How would you explain what probabilistic programing is to an excel user or to a company executive?
AP) Probabilistic programming uses programming languages to enable probabilistic machine learning applications. In probabilistic machine learning, you use a probabilistic model of your domain along with inference and learning algorithms to predict the future, infer past causes of current observations, and learn from experience to produce better predictions. Using programming languages, probabilistic programming enables probabilistic machine learning applications to be developed with far less effort than before by providing an expressive language for representing models and general-purpose inference and learning algorithms that automatically apply to models written in the language.
What is the holy grail, the long term vision of Probabilistic Programing?
AP) Our long term vision is to provide a clear, English-like language that a domain expert who has little knowledge of machine learning can use to describe data. A probabilistic programming system would automatically learn a probabilistic model of the domain, without the user needing to choose or configure inference algorithms.
We’ve recently been hearing that big data is a big headache and often big noise. Is probabilistic programing the ibuprofen of big data headaches?
AP) Probabilistic programming is sometimes called “big model” rather than “big data”. The idea is that you can use richer, more detailed models than you would be able to use otherwise. This applies no matter how much data you have.
You are leading a consulting company that offers solutions to clients based on PP. How difficult is it to sell it when everybody lives in the mania of deep learning?
AP) We don’t find it hard to sell probabilistic programming. There are several features in particular that set it apart from deep learning methods. (1) It’s easy to include domain knowledge (and lots of it) in models; (2) probabilistic programming can work well in domains where you don’t have a lot of data; (3) probabilistic programming models are explainable and understandable, whereas deep learning models can be hard to interpret; (4) probabilistic programming can predict outputs that belong to rich data types of variable size, such as sentences or social networks.

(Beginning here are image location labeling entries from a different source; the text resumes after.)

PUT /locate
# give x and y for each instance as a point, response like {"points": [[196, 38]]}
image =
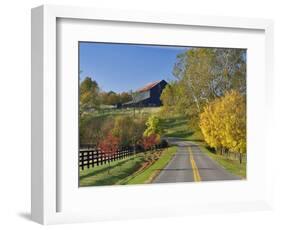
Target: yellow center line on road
{"points": [[195, 170]]}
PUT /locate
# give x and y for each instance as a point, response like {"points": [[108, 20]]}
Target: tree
{"points": [[153, 126], [204, 74], [89, 95], [223, 123]]}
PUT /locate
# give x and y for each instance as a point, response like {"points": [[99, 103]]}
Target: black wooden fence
{"points": [[95, 157], [91, 157]]}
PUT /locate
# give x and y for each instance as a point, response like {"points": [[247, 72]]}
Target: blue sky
{"points": [[123, 67]]}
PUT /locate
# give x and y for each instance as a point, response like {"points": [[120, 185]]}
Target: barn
{"points": [[147, 96]]}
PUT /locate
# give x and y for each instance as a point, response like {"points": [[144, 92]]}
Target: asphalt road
{"points": [[190, 164]]}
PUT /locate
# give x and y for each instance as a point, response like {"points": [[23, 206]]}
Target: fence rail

Tell us about your new book on Practical Probabilistic Programing. What is the target audience? How come we got a practical book about PP, before an academic book on the subject was published?
AP) Practical Probabilistic Programming aims at helping users, who could be programmers, students, or experts in other areas, understand and use probabilistic programming. I wrote a practical book because my interest over the last few years has been on developing practical tools and applications. The reason we go a practical book rather than an academic book is that I’m not in academia anymore so I feel no pressure to write a theoretical textbook. As a small company, we’re interested in developing applications our customers can use, and I wanted to share that experience.
Can you tell us about a success story with PP? One maybe that deep learning would have failed 🙂
AP) We developed an application that learns the lineage of malware samples. When someone writes a new piece of malware, they often borrow code they or someone else has written in the past. So malware has a lineage or family history. We built an application that extracts all sorts of features of malware, clusters the malware into families, and then computes the most likely lineage of each family. It’s this last step that used probabilistic programming. We combined separate probabilistic models of the timestamps of each malware sample in the family, along with a connecting model of the lineage of each family, and ran our inference algorithms to compute the most likely lineage. The lineages we learned using our probabilistic reasoning technique were much better than ones we got with our previous algorithm. And this is the kind of probabilistic reasoning application that would have been really difficult to program without probabilistic programming.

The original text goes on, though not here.